Your physical beauty is as unique as your spiritual beauty. Yes, we men can be attractive or handsome in our own right―and we’re rather pleased with ourselves when you find us to be so. But this is different than the woman’s beauty. Ladies, your beauty as a woman is a unique gift from God. It is nothing to be ashamed of. It is to be celebrated and given thanks over. People are to see you as a testament to the truth that the Creator of the Universe and His ways are beautiful. Like a beautiful voice or painting, the beauty you carry can move a soul in and of itself, yet leave one hungry for the ultimate beauty that God will bestow upon his children.

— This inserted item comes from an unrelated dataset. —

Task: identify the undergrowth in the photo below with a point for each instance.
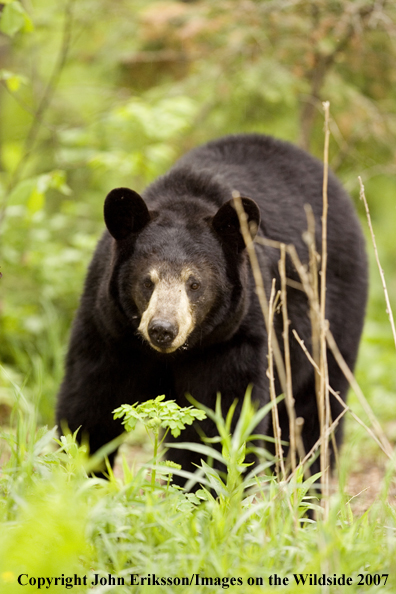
(242, 531)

This why Paul, when writing to Timothy, says that women should ‘adorn’ themselves. They should celebrate their feminine beauty as a gift from God. But that they are to do so ‘modestly’. In context, Paul is speaking of women of a certain socio-economic level adorning themselves by means of gold and pearls while worshipping next to women of a lower class who could never afford such things. This was the type of modesty Paul was speaking of: a modesty that celebrates beauty while being aware of its potential divisive impact, due to human fallenness, among those with whom we worship.

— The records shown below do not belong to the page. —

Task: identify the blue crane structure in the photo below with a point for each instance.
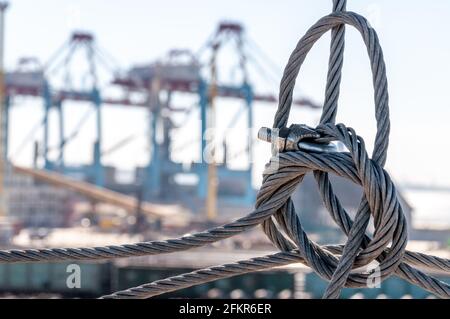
(156, 84)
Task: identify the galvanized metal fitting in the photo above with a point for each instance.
(295, 138)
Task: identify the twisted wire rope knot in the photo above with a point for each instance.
(275, 211)
(274, 208)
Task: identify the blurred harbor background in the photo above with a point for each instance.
(107, 110)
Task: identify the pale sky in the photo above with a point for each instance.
(413, 34)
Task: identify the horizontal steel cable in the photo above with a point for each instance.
(268, 262)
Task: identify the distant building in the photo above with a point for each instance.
(35, 204)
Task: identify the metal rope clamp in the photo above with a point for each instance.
(298, 137)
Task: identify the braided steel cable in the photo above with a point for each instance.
(274, 209)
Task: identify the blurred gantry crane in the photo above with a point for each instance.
(32, 79)
(155, 85)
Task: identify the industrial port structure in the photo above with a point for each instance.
(150, 86)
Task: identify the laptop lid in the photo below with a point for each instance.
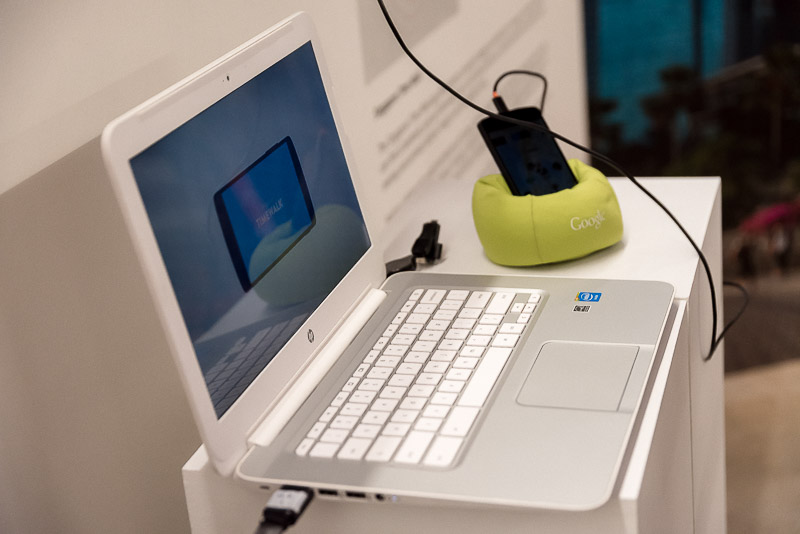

Of course, this could apply to men as well. A man who is especially rich would be unwise to wear tailored Armani suits if most of those he worships with are unemployed or poor. But Paul saw in his day that this would be an issue that was more likely to arise among women than among men and not a lot has changed since his day.
Jesus the Ugly
The problem of beauty, and not just with the feminine variety, is that sin has come into the world and now those channels through which divine glory is supposed to be refracted are now tainted by sin. Much of what we encounter as beautiful in this life is a mix of true beauty with human corruption. Beauty by its very nature can deceive. The fruit Eve ate was attractive in appearance yet brought death. Beauty can manipulate―it can promise to bestow itself upon a recipient in return for favours in unrighteous ways. When beauty is divorced from the true and the good, it is no longer true beauty.
Not only is the object or person who reflects beauty affected by sin, but those of us on the beholding end are twisted by it as well. We can see beauty but, instead of giving thanks for it, we envy it. Or, we could worship and idolise the object reflecting that beauty, failing to acknowledge that God is the ultimate source of it. Eventually, the light of beauty we behold in such person or object will lessen.
Christ came to wholly redeem us―including our experience of beauty. How?
Christ dwelt in beauty indescribable. Sinless seraphim and angels had to cover their eyes to keep from being overwhelmed by His beauty. And what did he do with all that beauty?
He gave it away. All of it. He took on the flesh of an unattractive man and died one of the ugliest of deaths. Isaiah said that ‘He had no form or majesty that we should gaze upon him, nor appearance that we should desire him…And we hid, as it were, our faces from him’.
Why did he renounce all this beauty? So that you and I can have ultimate beauty. He exchanged his beauty for our ugliness. Jesus, who is beauty itself, became ugly by embracing us so that we who are made ugly by our sin might become beautiful to God. That’s why we look to Christ the rejected, the beaten, and the bruised for our salvation―not to Christ the glamourous or handsome model seen in far too many artworks by misguided believers. The Cross is a wrecking ball, shattering all the conceptions this world has about beauty.  
When we see this ugliness that Christ assumes on our behalf, it begins to set us free. The love which motivated such an act becomes for us the beautiful and precious thing in God’s Universe. We become liberated from our prideful desire to become more beautiful than others. We become enabled to enjoy and celebrate created beauty without being enslaved by it.
We also have the hope that, aside from the love at work behind the Cross, the greatest of beauties are yet to come. The new and second Creation that is coming through Christ will far eclipse the first. The new Heavens and the new Earth will contain a beauty that our imaginations cannot now come close to fathoming. All the of this world’s beauties that are buried with Christ will be resurrected on that day in far greater glory―and the most breathtaking ones are yet to come.